My sex addiction started when I was seven years old, after discovering a box of dusty porn tapes underneath the guest room bed. The images of naked, busty women with men kneeling at their feet, arms snaking up their thighs, excited me in a way that my Saturday morning cartoons never had: I was aroused. I wanted to be those women.
I began sexualizing everything after that: my Barbies, cartoons, classmates. I didn’t understand what I was doing, but I was hooked.
When I was 14, I had my first boyfriend, and my sex addiction took on a new, more physical form. We groped one another under the blankets; I performed clumsy oral sex. I felt that I found my duty. I was now like the big-breasted women on the tapes: I finally had a boy at my feet, and it was sex that was keeping him under my newfound power. I learned that sex equaled love, and as long as I was willing to give it, I wouldn’t be alone.
And I never wanted to be alone.
Fast forward to age 16, and I was dating a new, older boy. I lost my virginity to him in the basement of my family’s house with my mother banging on the door in a panic, demanding to know what was going on in there.
It was, like most first times, truly memorable. The relationship with this boy was highly sexual, and I performed my duty even on the days I didn’t feel like it. Especially on the days I didn’t feel like it, because that was when I needed to the most; if I didn’t put out he wouldn’t love me, after all, and then I’d be alone.
After I was raped at age 18 by an ex-boyfriend, I began to spiral. I sought out sex wherever I could. I wanted to regain the control I had lost during the assault.
I singled out men who were similar to my perpetrator -– emotionally unavailable, sexually charged, complete assholes -– and slept with them to feel validated. I was trauma bonded to my perpetrator. I even had sex with his best friend to try to make him jealous.
Sex was no longer about love -– it had metamorphosed into a power struggle that I was intent upon winning.
I dated a guy on and off for during my first year at campus, and by dating I mean mostly fighting and having sex. In the beginning of our relationship, I was hospitalized , and while I was there, he cheated on me. I was livid.
A few days after my discharge from the hospital, I attempted to regain my power by having sex under an overpass with a grungy weed dealer I knew at my hostel. The scales were tipped back into my favor as I discovered the use of sex as retaliation: “eroticized rage.”
I used this tactic a lot when dating this guy, and it worked the way I wanted it to: the sticky mess I created by cheating on him kept him around, albeit for negative reasons, and I wasn’t alone.
I began to experience sex as compulsive, and as my list of partners grew, so did my addictive sexual behaviors. Grasping onto sweaty shoulders, heavy breathing hot in my ears, I wondered about the meaning of it all. I never wanted to be alone, but here I was, the most alone I’d ever been.
I was depressed and isolating. The only people I saw were the guys who came over for sex. Despite having multiple partners at a time, I felt utterly and completely disconnected. None of those guys cared about me really, except for one who, after having sex on my hostel room floor, told me he loved me.
I got nervous and laughed -– how could he love me? I was unlovable, made bitter after years of being used for loveless sex and four AM booty calls. So I laughed and he left, never to speak to me again. It hurt because I really did love him -– a lot -– but my sex addiction kept me from accepting that someone could love me like he did, and I blew it.
My sexual drive became unquenchable, and, bored, I turned to the social media most especially whatsapp to find new partners.
“Do you do this often?” one man asked as I let him into my hostel, and I shrugged. Later during his visit I was frozen, watching his gold necklace bounce on his chest as he violently choked me, and I thought idly to myself that I wouldn’t call this guy again.

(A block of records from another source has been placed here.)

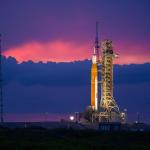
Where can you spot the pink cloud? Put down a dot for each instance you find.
(60, 51)
(56, 51)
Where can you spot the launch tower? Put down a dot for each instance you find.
(103, 105)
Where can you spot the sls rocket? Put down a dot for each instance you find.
(94, 73)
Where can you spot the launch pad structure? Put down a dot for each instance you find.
(103, 106)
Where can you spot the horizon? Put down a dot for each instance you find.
(48, 45)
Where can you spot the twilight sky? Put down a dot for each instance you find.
(64, 30)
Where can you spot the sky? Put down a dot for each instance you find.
(64, 31)
(41, 34)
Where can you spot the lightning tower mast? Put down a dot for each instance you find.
(1, 86)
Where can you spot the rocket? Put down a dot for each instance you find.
(94, 73)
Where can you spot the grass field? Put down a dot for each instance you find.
(62, 139)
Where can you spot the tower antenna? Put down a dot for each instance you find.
(1, 86)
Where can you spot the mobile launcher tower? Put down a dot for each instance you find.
(103, 105)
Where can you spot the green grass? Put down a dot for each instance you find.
(62, 139)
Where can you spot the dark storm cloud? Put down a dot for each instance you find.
(68, 74)
(65, 87)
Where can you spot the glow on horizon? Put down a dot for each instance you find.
(62, 51)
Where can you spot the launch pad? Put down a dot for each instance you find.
(103, 106)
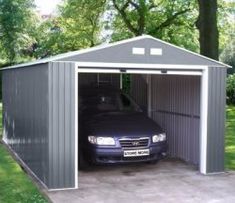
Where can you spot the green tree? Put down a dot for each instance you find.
(78, 25)
(15, 24)
(172, 21)
(208, 29)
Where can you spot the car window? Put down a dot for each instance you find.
(107, 103)
(127, 105)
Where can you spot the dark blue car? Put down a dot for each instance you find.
(113, 129)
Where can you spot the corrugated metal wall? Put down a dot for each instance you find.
(138, 90)
(25, 116)
(216, 119)
(62, 125)
(175, 105)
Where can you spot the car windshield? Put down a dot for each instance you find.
(109, 102)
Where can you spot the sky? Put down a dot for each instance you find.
(47, 6)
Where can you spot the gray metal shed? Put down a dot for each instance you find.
(181, 90)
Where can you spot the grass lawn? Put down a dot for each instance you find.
(230, 139)
(15, 185)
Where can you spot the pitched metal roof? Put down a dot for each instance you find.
(120, 51)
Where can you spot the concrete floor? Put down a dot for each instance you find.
(167, 181)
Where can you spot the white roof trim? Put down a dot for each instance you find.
(191, 52)
(138, 66)
(103, 46)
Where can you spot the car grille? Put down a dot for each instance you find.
(134, 143)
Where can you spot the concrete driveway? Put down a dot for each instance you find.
(167, 181)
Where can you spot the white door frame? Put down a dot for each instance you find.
(190, 70)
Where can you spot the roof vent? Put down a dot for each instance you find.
(138, 51)
(156, 51)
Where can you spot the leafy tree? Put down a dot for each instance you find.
(77, 26)
(208, 28)
(15, 24)
(172, 21)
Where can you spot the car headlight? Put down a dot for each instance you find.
(159, 138)
(101, 140)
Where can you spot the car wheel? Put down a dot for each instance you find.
(153, 162)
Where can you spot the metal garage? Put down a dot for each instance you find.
(181, 90)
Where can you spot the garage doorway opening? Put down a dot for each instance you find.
(172, 101)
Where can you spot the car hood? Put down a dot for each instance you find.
(121, 124)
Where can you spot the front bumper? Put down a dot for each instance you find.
(106, 155)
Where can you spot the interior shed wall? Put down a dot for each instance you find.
(86, 79)
(25, 116)
(175, 105)
(216, 119)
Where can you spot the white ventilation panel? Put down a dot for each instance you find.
(138, 51)
(156, 51)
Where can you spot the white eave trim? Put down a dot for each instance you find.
(138, 66)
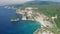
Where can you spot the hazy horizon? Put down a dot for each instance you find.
(6, 2)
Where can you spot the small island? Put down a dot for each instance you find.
(15, 19)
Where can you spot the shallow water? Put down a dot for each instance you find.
(21, 27)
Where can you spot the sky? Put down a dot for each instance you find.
(4, 2)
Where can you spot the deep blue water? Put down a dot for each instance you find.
(21, 27)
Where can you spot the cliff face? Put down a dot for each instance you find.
(29, 14)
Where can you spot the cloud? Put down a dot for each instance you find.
(3, 2)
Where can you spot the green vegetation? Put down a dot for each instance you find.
(50, 11)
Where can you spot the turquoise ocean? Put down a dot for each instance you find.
(21, 27)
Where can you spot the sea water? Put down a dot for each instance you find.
(21, 27)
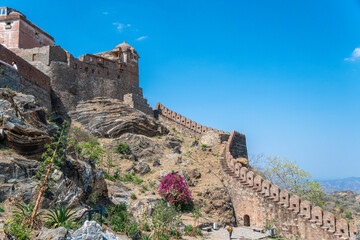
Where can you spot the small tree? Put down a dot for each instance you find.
(289, 176)
(52, 159)
(174, 189)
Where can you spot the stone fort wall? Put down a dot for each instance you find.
(28, 79)
(186, 125)
(74, 80)
(258, 203)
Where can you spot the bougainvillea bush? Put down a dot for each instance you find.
(175, 189)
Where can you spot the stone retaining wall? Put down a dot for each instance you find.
(258, 203)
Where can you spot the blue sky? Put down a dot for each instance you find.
(285, 73)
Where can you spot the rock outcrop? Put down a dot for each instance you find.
(75, 182)
(110, 118)
(23, 123)
(91, 230)
(52, 234)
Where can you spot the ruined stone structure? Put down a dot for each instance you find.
(68, 80)
(16, 31)
(258, 203)
(59, 81)
(28, 79)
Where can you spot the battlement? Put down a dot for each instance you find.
(27, 79)
(16, 31)
(185, 125)
(256, 201)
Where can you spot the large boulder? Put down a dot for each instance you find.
(24, 125)
(91, 230)
(74, 184)
(111, 118)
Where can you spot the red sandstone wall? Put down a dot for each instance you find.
(184, 124)
(261, 201)
(32, 80)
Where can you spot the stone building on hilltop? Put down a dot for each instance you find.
(112, 74)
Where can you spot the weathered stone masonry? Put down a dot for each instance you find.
(59, 80)
(31, 80)
(185, 125)
(257, 202)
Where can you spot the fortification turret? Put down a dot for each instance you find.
(125, 53)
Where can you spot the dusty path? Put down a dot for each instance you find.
(238, 233)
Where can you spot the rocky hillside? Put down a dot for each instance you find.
(115, 154)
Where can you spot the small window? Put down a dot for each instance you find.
(8, 25)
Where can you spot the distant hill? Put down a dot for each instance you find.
(352, 183)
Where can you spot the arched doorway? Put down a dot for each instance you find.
(246, 221)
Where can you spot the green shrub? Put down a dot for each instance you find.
(131, 228)
(137, 180)
(18, 229)
(146, 237)
(147, 227)
(117, 224)
(91, 150)
(60, 216)
(348, 215)
(79, 135)
(117, 216)
(188, 229)
(123, 148)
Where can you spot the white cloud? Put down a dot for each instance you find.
(121, 26)
(142, 38)
(354, 56)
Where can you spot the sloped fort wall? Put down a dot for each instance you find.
(258, 203)
(29, 79)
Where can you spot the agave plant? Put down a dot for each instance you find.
(60, 216)
(23, 213)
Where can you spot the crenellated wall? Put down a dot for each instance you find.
(27, 79)
(186, 125)
(74, 80)
(258, 203)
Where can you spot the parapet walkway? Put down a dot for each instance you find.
(238, 233)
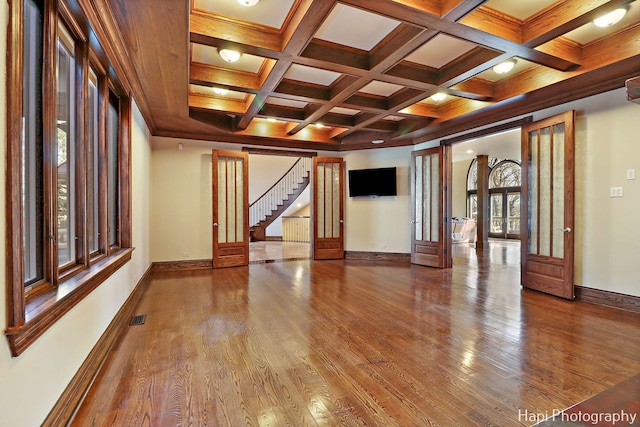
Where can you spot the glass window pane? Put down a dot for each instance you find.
(230, 203)
(92, 164)
(426, 199)
(222, 199)
(558, 191)
(320, 197)
(545, 192)
(113, 125)
(513, 212)
(32, 167)
(435, 198)
(533, 192)
(472, 176)
(328, 201)
(418, 194)
(473, 206)
(505, 174)
(239, 193)
(65, 154)
(496, 213)
(336, 199)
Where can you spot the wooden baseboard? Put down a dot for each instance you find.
(378, 256)
(69, 401)
(193, 264)
(609, 299)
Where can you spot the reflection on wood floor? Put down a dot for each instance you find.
(271, 251)
(354, 342)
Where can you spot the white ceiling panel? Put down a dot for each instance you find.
(318, 76)
(439, 51)
(353, 27)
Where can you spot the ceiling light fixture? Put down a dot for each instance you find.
(611, 18)
(504, 67)
(229, 55)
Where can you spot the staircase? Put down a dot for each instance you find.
(278, 198)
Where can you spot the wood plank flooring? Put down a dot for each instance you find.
(352, 342)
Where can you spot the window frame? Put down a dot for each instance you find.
(33, 308)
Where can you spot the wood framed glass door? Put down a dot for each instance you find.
(230, 208)
(504, 208)
(548, 172)
(328, 208)
(431, 207)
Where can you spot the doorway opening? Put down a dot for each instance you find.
(502, 185)
(279, 206)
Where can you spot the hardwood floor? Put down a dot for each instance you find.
(352, 342)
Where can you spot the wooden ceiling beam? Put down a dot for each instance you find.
(406, 14)
(209, 25)
(454, 10)
(563, 17)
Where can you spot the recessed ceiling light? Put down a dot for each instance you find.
(229, 55)
(504, 67)
(611, 18)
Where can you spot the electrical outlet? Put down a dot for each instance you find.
(615, 192)
(631, 174)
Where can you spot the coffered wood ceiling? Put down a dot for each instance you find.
(337, 75)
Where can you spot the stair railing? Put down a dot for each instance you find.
(266, 204)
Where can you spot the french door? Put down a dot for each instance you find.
(548, 172)
(504, 205)
(230, 208)
(328, 208)
(431, 208)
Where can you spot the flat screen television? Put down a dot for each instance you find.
(372, 182)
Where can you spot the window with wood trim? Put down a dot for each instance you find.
(68, 133)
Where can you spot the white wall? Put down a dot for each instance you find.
(459, 191)
(31, 383)
(379, 224)
(607, 233)
(181, 195)
(606, 237)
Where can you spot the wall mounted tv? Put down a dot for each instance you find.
(372, 182)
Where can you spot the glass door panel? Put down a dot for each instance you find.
(548, 205)
(230, 209)
(328, 212)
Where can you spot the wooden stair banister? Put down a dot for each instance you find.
(268, 207)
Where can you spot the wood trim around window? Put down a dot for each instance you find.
(30, 312)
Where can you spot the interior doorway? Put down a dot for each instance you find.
(279, 206)
(502, 220)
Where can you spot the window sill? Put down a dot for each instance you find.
(44, 310)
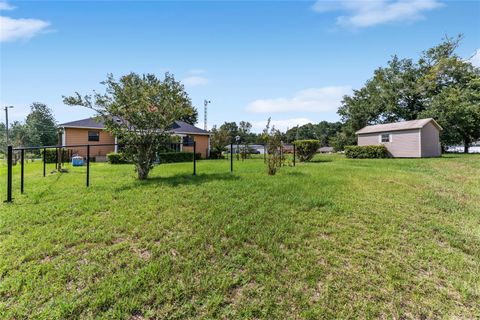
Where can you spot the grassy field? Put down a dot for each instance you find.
(334, 238)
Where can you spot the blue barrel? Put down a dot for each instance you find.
(77, 161)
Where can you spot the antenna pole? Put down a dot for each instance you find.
(205, 104)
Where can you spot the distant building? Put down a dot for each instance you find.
(415, 139)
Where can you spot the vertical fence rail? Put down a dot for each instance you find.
(194, 158)
(44, 161)
(9, 172)
(231, 157)
(88, 165)
(294, 155)
(22, 169)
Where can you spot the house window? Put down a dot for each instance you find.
(93, 136)
(385, 137)
(187, 141)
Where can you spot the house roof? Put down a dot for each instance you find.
(397, 126)
(179, 127)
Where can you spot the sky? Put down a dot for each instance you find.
(288, 60)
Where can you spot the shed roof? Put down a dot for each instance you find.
(397, 126)
(180, 127)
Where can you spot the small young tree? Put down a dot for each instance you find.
(273, 141)
(306, 149)
(139, 110)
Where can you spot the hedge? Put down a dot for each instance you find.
(50, 155)
(306, 149)
(366, 152)
(169, 157)
(116, 158)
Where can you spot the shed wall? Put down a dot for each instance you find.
(405, 143)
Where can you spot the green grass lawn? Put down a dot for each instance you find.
(335, 238)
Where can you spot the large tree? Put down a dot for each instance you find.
(139, 110)
(439, 85)
(322, 131)
(40, 125)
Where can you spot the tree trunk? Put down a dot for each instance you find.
(143, 165)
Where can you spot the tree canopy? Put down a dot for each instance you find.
(139, 110)
(440, 85)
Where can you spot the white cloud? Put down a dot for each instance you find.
(282, 125)
(310, 100)
(5, 6)
(16, 29)
(195, 81)
(373, 12)
(196, 71)
(475, 59)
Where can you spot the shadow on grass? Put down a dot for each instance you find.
(180, 179)
(320, 160)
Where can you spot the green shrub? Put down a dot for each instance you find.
(366, 152)
(116, 158)
(170, 157)
(50, 155)
(306, 149)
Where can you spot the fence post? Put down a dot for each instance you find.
(44, 161)
(294, 154)
(231, 157)
(9, 173)
(22, 159)
(88, 165)
(194, 158)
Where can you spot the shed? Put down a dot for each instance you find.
(409, 139)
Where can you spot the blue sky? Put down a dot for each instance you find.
(292, 61)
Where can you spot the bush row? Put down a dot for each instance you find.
(170, 157)
(116, 158)
(366, 152)
(306, 149)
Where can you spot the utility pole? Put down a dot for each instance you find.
(205, 103)
(6, 122)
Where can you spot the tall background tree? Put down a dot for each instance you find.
(41, 126)
(323, 131)
(139, 110)
(440, 85)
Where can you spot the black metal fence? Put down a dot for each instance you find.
(59, 159)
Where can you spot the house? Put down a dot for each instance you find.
(415, 139)
(326, 150)
(91, 131)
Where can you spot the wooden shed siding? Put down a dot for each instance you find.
(431, 141)
(202, 145)
(405, 143)
(75, 136)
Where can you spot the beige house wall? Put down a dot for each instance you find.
(405, 143)
(76, 136)
(202, 144)
(79, 136)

After I told my sister that doubled as my roommate, what had happened, she moved out of that hostel, saying she felt unsafe with the people I was bringing. A week later, she told my family and it staged an intervention, and I was sent to rehab for my sexual addiction.It was that serious.
I’ve learned a lot about myself and my behaviors while in treatment, although the idea of healthy sexuality eludes me still. I don’t know how to have sex in a healthy way, and relationships? Forget it. To be vulnerable and intimate is scarier to me than scorpions.
I know I’ll get there someday. I would love to have a functioning, loving relationship with a person, to find that spiritual and physical connection I hear is so great, but those things take time.
The difference is that this time, I’m willing to wait.